Econometrics fails miserably over and over again — and not only because of the additivity and linearity assumption.
Another reason why it does, is that the error term in the regression models used is thought of as representing the effect of the variables that were omitted from the models. The error term is somehow thought to be a ‘cover-all’ term representing omitted content in the model and necessary to include to ‘save’ the assumed deterministic relation between the other random variables included in the model. Error terms are usually assumed to be orthogonal (uncorrelated) to the explanatory variables. But since they are unobservable, they are also impossible to empirically test. And without justification of the orthogonality assumption, there is, as a rule, nothing to ensure identifiability.
Nowadays it has almost become a self-evident truism among economists that you cannot expect people to take your arguments seriously unless they are based on or backed up by advanced econometric modelling. So legions of mathematical-statistical theorems are proved — and heaps of fiction are being produced, masquerading as science. The rigour of the econometric modelling and the far-reaching assumptions they are built on is frequently not supported by data.

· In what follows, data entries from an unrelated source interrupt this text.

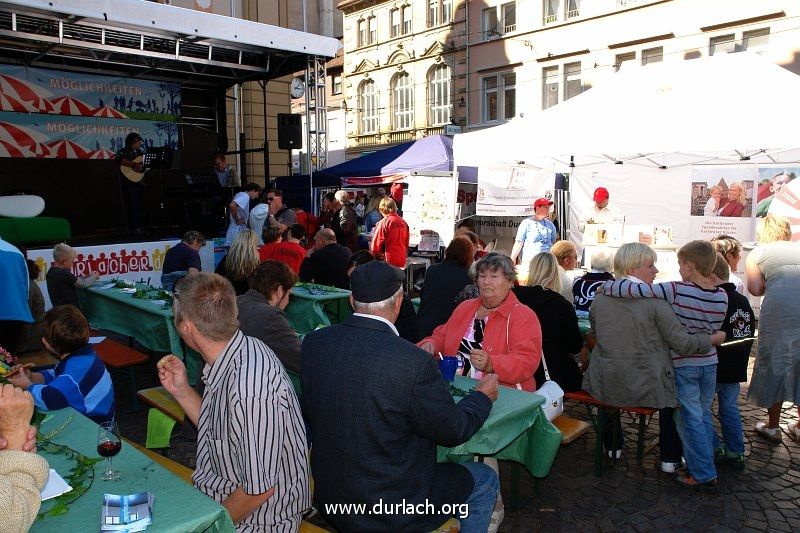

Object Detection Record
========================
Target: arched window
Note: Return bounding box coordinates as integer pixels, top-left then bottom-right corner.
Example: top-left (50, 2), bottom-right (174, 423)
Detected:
top-left (428, 64), bottom-right (451, 126)
top-left (391, 72), bottom-right (413, 130)
top-left (358, 80), bottom-right (378, 134)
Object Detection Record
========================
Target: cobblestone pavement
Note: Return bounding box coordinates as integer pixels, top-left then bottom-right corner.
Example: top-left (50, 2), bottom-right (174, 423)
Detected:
top-left (114, 343), bottom-right (799, 532)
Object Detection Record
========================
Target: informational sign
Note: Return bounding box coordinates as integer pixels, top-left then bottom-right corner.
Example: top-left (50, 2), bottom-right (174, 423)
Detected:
top-left (457, 183), bottom-right (524, 255)
top-left (402, 172), bottom-right (458, 248)
top-left (30, 240), bottom-right (214, 309)
top-left (476, 164), bottom-right (555, 216)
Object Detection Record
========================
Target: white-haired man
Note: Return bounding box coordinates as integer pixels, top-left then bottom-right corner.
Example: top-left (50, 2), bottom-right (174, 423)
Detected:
top-left (45, 243), bottom-right (99, 308)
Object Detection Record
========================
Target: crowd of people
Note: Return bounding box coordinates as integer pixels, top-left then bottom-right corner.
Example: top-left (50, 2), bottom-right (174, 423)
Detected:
top-left (1, 177), bottom-right (799, 532)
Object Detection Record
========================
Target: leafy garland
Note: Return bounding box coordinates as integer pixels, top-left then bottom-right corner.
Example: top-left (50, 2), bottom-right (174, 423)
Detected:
top-left (448, 383), bottom-right (475, 398)
top-left (36, 414), bottom-right (103, 520)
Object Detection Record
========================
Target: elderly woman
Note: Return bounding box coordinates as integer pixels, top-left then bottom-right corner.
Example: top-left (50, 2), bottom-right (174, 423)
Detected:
top-left (550, 240), bottom-right (579, 305)
top-left (332, 190), bottom-right (357, 250)
top-left (583, 242), bottom-right (720, 466)
top-left (572, 248), bottom-right (615, 319)
top-left (417, 237), bottom-right (475, 338)
top-left (371, 197), bottom-right (410, 269)
top-left (514, 253), bottom-right (583, 392)
top-left (510, 198), bottom-right (557, 284)
top-left (215, 229), bottom-right (260, 295)
top-left (718, 182), bottom-right (747, 217)
top-left (710, 234), bottom-right (744, 294)
top-left (419, 253), bottom-right (542, 392)
top-left (237, 260), bottom-right (301, 374)
top-left (746, 215), bottom-right (800, 441)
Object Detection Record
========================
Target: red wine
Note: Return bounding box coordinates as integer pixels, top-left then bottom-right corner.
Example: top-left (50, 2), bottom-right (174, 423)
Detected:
top-left (97, 441), bottom-right (121, 457)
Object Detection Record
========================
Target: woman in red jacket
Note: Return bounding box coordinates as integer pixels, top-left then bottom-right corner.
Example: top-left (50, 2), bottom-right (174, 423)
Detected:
top-left (418, 252), bottom-right (542, 392)
top-left (370, 198), bottom-right (410, 269)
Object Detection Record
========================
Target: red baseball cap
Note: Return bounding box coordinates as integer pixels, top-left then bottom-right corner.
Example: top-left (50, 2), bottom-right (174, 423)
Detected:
top-left (593, 187), bottom-right (610, 202)
top-left (534, 197), bottom-right (554, 208)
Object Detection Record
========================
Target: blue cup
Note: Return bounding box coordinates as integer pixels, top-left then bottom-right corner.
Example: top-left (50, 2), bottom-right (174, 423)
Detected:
top-left (438, 356), bottom-right (458, 382)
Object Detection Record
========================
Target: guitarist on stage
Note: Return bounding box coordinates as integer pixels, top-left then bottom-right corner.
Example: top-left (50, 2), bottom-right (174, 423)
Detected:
top-left (117, 132), bottom-right (146, 236)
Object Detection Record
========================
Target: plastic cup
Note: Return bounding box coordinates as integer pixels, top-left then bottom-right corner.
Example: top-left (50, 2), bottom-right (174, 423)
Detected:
top-left (438, 356), bottom-right (458, 382)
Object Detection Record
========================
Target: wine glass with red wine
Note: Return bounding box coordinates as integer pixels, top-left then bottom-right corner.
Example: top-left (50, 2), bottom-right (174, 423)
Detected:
top-left (97, 420), bottom-right (122, 481)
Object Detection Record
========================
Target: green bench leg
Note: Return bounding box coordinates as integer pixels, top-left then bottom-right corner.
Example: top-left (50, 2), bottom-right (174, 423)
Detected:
top-left (595, 407), bottom-right (605, 477)
top-left (509, 462), bottom-right (522, 510)
top-left (637, 414), bottom-right (646, 461)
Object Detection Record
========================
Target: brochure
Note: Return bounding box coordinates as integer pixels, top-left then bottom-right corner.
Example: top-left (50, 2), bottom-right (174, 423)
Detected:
top-left (100, 492), bottom-right (154, 532)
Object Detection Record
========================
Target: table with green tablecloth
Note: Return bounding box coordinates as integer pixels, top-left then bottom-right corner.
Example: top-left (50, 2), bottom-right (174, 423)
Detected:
top-left (32, 408), bottom-right (235, 532)
top-left (77, 284), bottom-right (203, 382)
top-left (438, 376), bottom-right (562, 478)
top-left (284, 283), bottom-right (353, 336)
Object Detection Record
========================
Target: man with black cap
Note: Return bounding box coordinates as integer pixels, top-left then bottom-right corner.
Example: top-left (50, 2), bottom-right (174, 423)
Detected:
top-left (578, 186), bottom-right (623, 232)
top-left (301, 261), bottom-right (500, 532)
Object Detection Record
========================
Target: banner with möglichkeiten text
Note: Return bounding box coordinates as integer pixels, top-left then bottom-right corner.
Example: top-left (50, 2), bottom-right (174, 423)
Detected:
top-left (476, 164), bottom-right (555, 216)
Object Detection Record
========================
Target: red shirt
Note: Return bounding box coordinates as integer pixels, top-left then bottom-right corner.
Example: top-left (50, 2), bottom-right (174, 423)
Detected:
top-left (259, 241), bottom-right (307, 274)
top-left (371, 212), bottom-right (410, 269)
top-left (390, 183), bottom-right (404, 204)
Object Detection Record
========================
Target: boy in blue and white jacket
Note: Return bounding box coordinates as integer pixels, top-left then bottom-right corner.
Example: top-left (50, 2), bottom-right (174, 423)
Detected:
top-left (9, 305), bottom-right (115, 423)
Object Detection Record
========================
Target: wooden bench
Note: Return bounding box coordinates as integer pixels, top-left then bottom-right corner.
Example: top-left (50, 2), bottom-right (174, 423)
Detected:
top-left (553, 415), bottom-right (591, 445)
top-left (94, 337), bottom-right (149, 411)
top-left (127, 438), bottom-right (194, 484)
top-left (16, 349), bottom-right (59, 370)
top-left (137, 386), bottom-right (186, 449)
top-left (563, 390), bottom-right (656, 477)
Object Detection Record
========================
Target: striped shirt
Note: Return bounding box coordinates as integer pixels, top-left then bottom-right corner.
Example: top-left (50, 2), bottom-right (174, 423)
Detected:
top-left (28, 345), bottom-right (115, 423)
top-left (193, 331), bottom-right (310, 532)
top-left (601, 280), bottom-right (728, 367)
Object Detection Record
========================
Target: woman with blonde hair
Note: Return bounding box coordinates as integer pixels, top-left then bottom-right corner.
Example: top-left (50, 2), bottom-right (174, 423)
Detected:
top-left (719, 182), bottom-right (747, 217)
top-left (514, 253), bottom-right (583, 392)
top-left (710, 234), bottom-right (744, 293)
top-left (746, 215), bottom-right (800, 441)
top-left (214, 229), bottom-right (260, 295)
top-left (549, 240), bottom-right (578, 305)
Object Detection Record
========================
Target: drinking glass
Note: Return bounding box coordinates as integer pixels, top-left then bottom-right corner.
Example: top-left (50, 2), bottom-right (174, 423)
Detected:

What’s seen the morning after a bank crisis, is described as risky (the cat) while, what those huge dangerous bank exposures were built up with before, were assets deemed very safe (the dog)
That’s what regulators missed with their risk weighted bank capital requirements
https://subprimeregulations.blogspot.com/2018/08/risk-weighted-capital-requirements-for.html
Surely the euphoria generated by the econometrics revolution has long evaporated. The strictures in the post apply to regression analysis. (How can the relation between random variables be deterministic?!). The error term is self-evidently a confession of modesty. It is the assumptions made about it that cause discomfort. What about time series econometrics? We have nonlinearity, structural breaks, and all that.

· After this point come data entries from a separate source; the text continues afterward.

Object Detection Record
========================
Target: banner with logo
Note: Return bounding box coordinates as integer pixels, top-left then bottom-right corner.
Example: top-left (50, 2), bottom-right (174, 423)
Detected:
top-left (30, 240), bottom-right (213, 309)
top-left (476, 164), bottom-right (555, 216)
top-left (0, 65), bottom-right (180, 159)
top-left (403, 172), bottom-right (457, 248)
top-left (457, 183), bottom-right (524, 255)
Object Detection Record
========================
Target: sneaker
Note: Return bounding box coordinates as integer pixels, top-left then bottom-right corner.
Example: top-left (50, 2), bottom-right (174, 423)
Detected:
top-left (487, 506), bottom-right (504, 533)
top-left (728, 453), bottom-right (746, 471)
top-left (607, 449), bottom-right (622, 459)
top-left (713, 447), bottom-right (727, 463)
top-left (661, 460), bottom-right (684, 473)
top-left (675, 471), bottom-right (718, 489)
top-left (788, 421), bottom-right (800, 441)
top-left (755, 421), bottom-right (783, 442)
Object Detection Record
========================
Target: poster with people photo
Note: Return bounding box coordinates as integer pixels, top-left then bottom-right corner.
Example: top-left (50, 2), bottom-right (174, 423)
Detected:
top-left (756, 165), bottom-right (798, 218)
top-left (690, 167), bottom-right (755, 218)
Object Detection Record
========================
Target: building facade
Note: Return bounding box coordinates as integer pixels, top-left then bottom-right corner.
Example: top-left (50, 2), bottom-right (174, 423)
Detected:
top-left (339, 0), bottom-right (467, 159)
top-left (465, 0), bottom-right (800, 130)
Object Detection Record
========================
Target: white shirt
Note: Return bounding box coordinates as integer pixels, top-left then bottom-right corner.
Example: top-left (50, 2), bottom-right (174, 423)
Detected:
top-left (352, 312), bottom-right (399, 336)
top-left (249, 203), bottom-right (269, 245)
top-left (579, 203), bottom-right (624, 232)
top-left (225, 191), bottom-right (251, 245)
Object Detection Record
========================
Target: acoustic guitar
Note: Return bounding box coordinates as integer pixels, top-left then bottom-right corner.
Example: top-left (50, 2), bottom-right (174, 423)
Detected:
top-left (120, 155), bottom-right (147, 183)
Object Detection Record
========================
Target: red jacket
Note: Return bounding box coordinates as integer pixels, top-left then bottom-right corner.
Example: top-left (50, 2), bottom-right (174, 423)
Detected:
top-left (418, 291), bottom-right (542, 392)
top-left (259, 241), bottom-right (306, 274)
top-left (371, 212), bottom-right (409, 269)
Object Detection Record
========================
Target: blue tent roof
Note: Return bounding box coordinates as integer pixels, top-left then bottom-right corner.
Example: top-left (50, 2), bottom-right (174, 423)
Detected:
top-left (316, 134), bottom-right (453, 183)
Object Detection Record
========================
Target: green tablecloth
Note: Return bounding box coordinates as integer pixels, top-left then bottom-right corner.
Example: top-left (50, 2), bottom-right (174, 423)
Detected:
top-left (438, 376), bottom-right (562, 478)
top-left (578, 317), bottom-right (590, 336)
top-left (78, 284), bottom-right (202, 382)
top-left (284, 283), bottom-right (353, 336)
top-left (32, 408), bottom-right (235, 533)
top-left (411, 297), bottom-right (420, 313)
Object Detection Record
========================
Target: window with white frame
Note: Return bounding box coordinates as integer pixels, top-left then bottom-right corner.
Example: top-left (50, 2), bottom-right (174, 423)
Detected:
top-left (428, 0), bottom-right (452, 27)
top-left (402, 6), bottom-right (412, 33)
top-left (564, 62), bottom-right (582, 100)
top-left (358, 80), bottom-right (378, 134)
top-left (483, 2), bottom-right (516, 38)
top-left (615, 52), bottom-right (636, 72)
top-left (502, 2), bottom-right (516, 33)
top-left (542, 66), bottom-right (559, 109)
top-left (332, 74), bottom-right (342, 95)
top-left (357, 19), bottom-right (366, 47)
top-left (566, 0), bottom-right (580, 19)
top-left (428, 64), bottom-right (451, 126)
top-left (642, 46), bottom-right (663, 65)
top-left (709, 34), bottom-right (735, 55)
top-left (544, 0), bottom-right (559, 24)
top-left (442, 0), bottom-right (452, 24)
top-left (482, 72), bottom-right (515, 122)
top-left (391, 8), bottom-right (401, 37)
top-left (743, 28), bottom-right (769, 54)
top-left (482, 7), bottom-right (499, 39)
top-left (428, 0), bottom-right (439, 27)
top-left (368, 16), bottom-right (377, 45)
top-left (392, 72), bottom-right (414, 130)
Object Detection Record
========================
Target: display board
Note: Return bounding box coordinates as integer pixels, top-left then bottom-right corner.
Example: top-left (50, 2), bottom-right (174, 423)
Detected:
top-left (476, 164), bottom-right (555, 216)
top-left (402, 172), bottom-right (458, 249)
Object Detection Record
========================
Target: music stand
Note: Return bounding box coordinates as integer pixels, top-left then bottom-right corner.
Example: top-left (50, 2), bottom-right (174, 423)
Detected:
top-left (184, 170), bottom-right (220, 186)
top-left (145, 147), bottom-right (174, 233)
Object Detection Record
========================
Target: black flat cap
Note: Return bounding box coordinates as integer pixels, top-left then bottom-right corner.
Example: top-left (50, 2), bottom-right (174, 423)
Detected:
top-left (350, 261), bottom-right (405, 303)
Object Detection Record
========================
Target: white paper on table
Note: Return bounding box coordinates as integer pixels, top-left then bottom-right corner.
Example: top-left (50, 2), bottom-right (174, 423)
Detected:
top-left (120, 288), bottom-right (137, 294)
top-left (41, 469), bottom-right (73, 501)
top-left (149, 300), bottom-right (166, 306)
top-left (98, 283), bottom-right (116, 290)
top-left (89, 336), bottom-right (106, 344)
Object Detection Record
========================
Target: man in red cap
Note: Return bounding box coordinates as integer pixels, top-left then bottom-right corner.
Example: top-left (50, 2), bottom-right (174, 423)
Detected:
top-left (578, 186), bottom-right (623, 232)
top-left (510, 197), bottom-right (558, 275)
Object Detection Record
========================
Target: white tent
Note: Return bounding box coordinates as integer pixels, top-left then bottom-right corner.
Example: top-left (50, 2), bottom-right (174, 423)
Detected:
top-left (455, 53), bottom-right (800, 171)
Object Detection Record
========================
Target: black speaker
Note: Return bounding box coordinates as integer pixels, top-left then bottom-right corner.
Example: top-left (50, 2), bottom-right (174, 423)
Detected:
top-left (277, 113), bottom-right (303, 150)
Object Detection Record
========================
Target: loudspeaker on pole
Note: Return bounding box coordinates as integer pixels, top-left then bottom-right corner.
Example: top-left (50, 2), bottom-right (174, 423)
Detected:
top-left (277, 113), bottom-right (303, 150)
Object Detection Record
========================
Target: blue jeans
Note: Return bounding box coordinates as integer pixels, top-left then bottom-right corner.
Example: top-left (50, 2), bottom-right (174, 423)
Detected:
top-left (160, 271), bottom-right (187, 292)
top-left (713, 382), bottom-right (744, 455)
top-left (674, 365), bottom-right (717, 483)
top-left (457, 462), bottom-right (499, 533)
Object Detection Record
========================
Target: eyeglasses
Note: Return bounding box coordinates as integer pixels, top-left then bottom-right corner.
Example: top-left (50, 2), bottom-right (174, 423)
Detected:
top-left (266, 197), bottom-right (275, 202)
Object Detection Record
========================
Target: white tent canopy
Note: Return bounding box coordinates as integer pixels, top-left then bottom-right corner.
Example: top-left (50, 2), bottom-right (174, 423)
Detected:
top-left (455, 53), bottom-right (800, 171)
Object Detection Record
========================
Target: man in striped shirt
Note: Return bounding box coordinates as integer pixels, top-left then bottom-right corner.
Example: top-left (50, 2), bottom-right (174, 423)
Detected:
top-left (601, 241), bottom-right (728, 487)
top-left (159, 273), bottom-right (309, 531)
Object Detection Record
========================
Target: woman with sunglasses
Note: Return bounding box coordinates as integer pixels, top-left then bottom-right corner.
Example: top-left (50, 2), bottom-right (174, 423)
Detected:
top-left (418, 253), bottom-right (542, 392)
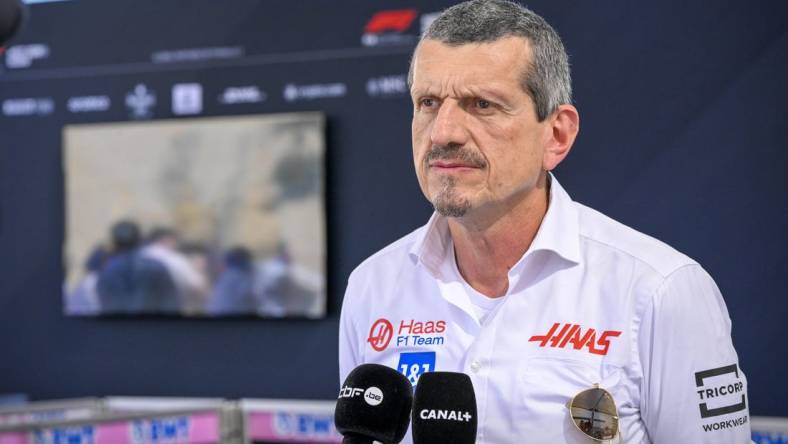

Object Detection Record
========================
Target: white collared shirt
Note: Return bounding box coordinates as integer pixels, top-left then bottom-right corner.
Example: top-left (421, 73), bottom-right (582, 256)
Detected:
top-left (339, 175), bottom-right (751, 443)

Applied econometric work is careful, qualified, and strong on description. Other forms of evidentiary analysis like narrative economics are gaining respect. What became of cliometrics? The finest historians today work assiduously with hand-collected data. Stories are evoked by the skill and insight brought into the arrangement of the material.

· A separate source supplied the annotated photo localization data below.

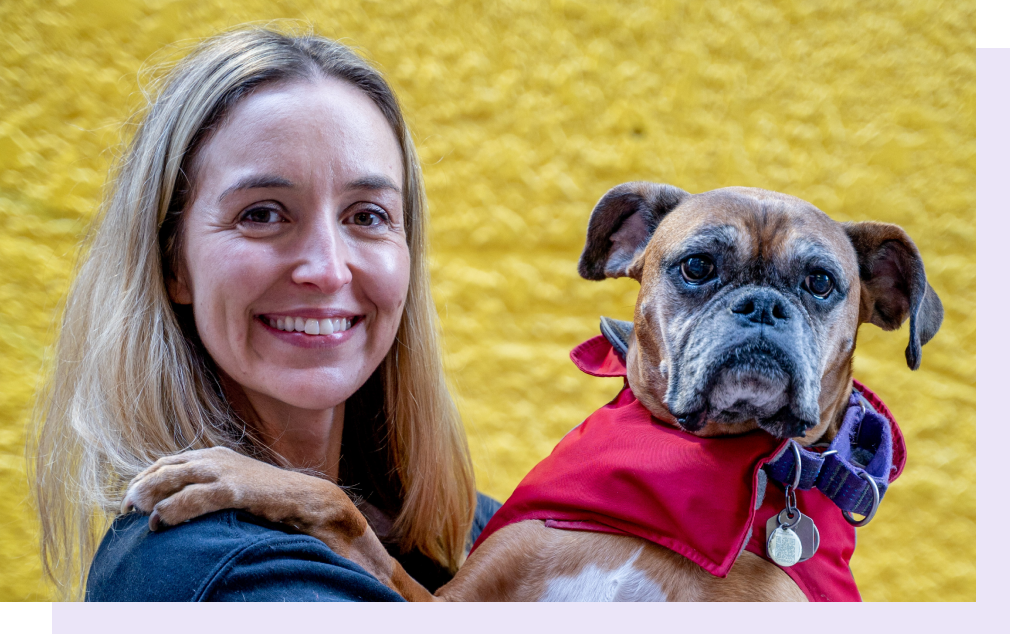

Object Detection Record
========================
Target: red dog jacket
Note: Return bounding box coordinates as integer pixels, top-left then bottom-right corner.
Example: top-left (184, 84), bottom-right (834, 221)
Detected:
top-left (471, 335), bottom-right (906, 602)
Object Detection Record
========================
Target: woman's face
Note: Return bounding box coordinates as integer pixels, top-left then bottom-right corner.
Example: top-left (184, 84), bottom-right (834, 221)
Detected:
top-left (171, 78), bottom-right (409, 412)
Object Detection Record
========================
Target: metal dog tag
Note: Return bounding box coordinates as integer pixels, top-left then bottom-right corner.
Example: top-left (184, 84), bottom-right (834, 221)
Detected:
top-left (766, 509), bottom-right (820, 566)
top-left (766, 523), bottom-right (803, 567)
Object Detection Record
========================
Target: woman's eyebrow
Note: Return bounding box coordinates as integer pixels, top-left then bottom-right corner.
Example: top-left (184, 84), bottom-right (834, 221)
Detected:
top-left (346, 174), bottom-right (401, 194)
top-left (217, 175), bottom-right (295, 202)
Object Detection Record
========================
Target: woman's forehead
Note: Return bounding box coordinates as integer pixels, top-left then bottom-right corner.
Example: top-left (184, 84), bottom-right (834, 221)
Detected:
top-left (195, 78), bottom-right (404, 192)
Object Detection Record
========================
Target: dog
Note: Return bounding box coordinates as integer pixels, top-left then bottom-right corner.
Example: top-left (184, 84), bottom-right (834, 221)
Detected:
top-left (123, 182), bottom-right (943, 601)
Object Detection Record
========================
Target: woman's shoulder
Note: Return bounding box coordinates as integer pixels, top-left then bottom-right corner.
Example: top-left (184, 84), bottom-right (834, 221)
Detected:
top-left (86, 510), bottom-right (405, 602)
top-left (470, 492), bottom-right (502, 546)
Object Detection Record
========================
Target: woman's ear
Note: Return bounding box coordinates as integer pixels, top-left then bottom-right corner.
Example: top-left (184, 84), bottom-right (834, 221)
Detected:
top-left (577, 182), bottom-right (689, 281)
top-left (167, 266), bottom-right (193, 305)
top-left (161, 204), bottom-right (193, 305)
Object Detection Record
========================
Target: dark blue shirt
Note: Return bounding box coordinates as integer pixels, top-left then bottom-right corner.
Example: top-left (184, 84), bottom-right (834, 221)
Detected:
top-left (86, 493), bottom-right (501, 602)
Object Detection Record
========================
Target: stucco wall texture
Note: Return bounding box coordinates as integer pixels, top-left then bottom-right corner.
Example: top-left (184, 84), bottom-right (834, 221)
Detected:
top-left (0, 0), bottom-right (974, 601)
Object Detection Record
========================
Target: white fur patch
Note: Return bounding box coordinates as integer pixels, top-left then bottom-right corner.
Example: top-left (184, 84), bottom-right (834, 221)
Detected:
top-left (539, 548), bottom-right (666, 602)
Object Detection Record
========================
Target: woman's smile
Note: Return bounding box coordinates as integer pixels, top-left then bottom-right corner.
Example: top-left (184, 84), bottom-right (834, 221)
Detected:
top-left (257, 311), bottom-right (364, 348)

Lars makes the mistake of supposing econometrics is treating reality as a “sample”. He therefore believes “errors” are real but unobservable. But “errors” do not exist. What exists are residuals – the quantities indicating how far an hypothesized explanatory equation fails to match a set of data. These residuals are eminently observable and can be tested for correlation with explanatory variables as well as for randomness. The data is not a sample of anything so Lars’ concern that we are comparing reality with parallel universes is misplaced. The data set is what it is. The hypothesized explanation for the data set can be just that, trying to explain a particular set of data or it can be a general hypothesis. If it fails tests on the data it cannot be truly general, though it may work somewhere else. It is true the tests are statistical but they depend on the characteristics of random not on sampling theory per se.